Le RSI me réclame des cotisations sur un bénéfice correspondant au double de mon chiffre réel déclaré et refuse de rectifier son erreur. Quel est mon recours ?

La réponse

La cotisation au Régime social des indépendants (RSI) est calculée sur la base des bénéfices dégagés par l'entreprise (entreprise individuelle) ou la rémunération de l'assuré (société) et est payée mensuellement ou trimestriellement (1). Jusqu'à ce que le résultat réel de l'année au titre de laquelle les cotisations sont dues (N-1) soit connu, celles-ci sont basées sur les chiffres déclarés au titre de l'avant dernière année (N-2). Ainsi, lors du paiement (année N), il est possible que le montant des cotisations demandé ne corresponde pas au résultat déclaré, la régularisation n'intervenant qu'au mois d'octobre, sur la base des revenus déclarés au printemps (2).

Il est donc inutile de s'inquiéter jusqu'à réception de la régularisation. Ce n'est qu'à réception de celle-ci que l'assuré peut constater si oui ou non l'assiette sur laquelle sont calculées ses cotisations sociales correspond bien au chiffre qu'il a déclaré. En outre, s'agissant des deux premières années de cotisations, le RSI se réfère à une base forfaitaire pour effectuer le calcul. Celui-ci peut donc ne pas du tout correspondre à la réalité, et il convient d'être prévenant, notamment si ce montant est bien en dessous de la réalité.

Il faut savoir qu'une cotisation minimale est toujours due - même en cas de revenus déficitaires ou nuls, ce qu'il convient d'anticiper afin de limiter les problèmes de trésorerie - puisqu'en effet, le RSI tend à couvrir trois branches différentes (3) :

  • l'assurance maladie et maternité,
  • l'assurance vieillesse des professions artisanales,
  • l'assurance vieillesse des professions industrielles et commerciales.

Toutefois, il est possible de faire parvenir au RSI une estimation de son revenu (qu'il convient d'adresser également à l'URSSAF et à la caisse de retraite) si celui-ci risque de différer sensiblement d'une année à l'autre (2).
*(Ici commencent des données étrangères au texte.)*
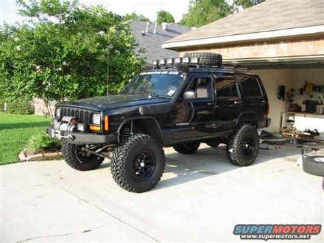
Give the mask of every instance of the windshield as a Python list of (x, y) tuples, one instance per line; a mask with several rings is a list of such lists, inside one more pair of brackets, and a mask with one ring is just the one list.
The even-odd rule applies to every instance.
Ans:
[(171, 97), (183, 80), (183, 75), (176, 71), (142, 72), (126, 85), (124, 92)]

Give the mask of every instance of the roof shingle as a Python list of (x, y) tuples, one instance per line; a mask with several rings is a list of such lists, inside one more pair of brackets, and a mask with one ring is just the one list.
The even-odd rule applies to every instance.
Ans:
[(146, 22), (131, 20), (128, 23), (138, 44), (135, 51), (139, 53), (141, 48), (145, 49), (146, 53), (141, 55), (146, 57), (147, 64), (152, 64), (152, 61), (156, 59), (178, 57), (178, 51), (163, 49), (161, 44), (163, 42), (191, 29), (185, 26), (170, 23), (168, 25), (167, 30), (163, 30), (161, 25), (157, 25), (157, 34), (154, 34), (154, 24), (150, 23), (148, 32), (145, 32), (143, 36), (141, 31), (145, 31), (146, 29)]
[(324, 25), (324, 0), (267, 0), (165, 43)]

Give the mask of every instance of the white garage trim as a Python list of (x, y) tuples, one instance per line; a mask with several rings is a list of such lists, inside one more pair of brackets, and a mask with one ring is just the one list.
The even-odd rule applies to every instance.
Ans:
[(189, 47), (210, 44), (221, 44), (234, 42), (249, 40), (264, 40), (286, 36), (297, 36), (306, 34), (324, 34), (324, 25), (317, 26), (309, 26), (299, 28), (273, 30), (269, 31), (244, 34), (239, 35), (214, 37), (205, 39), (185, 40), (170, 43), (162, 44), (162, 48), (171, 49), (175, 47)]

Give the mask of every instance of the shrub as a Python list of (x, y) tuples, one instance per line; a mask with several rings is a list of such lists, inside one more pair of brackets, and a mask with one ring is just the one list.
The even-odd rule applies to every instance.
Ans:
[(5, 100), (0, 98), (0, 112), (3, 112), (5, 110)]
[(7, 110), (10, 114), (29, 115), (33, 113), (33, 106), (23, 99), (7, 102)]
[(33, 153), (57, 152), (61, 149), (60, 140), (50, 138), (46, 134), (35, 135), (28, 140), (27, 148)]

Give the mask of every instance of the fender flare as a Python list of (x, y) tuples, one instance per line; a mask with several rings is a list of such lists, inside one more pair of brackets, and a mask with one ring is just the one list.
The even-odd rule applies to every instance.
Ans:
[(162, 134), (162, 130), (161, 129), (160, 125), (157, 122), (157, 119), (152, 116), (135, 116), (135, 117), (129, 118), (124, 120), (122, 123), (120, 125), (118, 129), (117, 129), (117, 137), (118, 137), (118, 141), (119, 141), (119, 137), (120, 134), (120, 130), (122, 129), (122, 127), (125, 125), (126, 123), (132, 121), (132, 120), (133, 121), (133, 120), (148, 120), (148, 119), (152, 120), (154, 123), (154, 124), (157, 126), (159, 129), (159, 132), (158, 132), (159, 138), (158, 138), (160, 140), (160, 142), (162, 142), (163, 136)]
Les cotisations sont alors calculées sur la base de cette estimation. Il faut toutefois savoir que cette estimation engage l'assuré qui subira une majoration de 10% si l'estimation est inférieure de plus d'un tiers à la réalité du résultat déclaré.
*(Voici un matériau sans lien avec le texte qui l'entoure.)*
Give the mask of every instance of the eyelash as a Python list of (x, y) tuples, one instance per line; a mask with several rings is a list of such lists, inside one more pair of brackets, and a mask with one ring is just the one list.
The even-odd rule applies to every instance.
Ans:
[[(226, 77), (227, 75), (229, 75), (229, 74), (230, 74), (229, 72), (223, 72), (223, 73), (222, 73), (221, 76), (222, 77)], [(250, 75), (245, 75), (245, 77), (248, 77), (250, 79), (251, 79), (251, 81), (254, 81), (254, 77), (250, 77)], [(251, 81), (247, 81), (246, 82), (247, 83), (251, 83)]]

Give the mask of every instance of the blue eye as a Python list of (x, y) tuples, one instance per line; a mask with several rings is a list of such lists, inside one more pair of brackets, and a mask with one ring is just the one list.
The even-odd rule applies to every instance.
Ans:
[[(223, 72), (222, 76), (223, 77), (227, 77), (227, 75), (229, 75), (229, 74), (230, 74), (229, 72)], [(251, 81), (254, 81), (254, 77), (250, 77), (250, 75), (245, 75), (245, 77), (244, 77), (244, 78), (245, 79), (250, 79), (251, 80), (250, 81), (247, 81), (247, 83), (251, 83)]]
En cas de litige sur le montant des cotisations dues, il est difficile d'arriver à joindre directement le RSI ou la personne en charge du recouvrement des cotisations réclamées. Si une tentative amiable ne peut aboutir (échange téléphoniques ou épistolaires), il convient de saisir la CRA (4) (commission de recours amiable) afin qu'elle rende un avis sur le litige pouvant être repris par l'organisme de sécurité sociale. A cette suite et à défaut de satisfaction, le TASS (Tribunal des affaires de la sécurité sociale) pourra être saisi. Certaines caisses se sont également dotées de conciliateurs et médiateurs qu'il convient alors de saisir avant tout autre recours.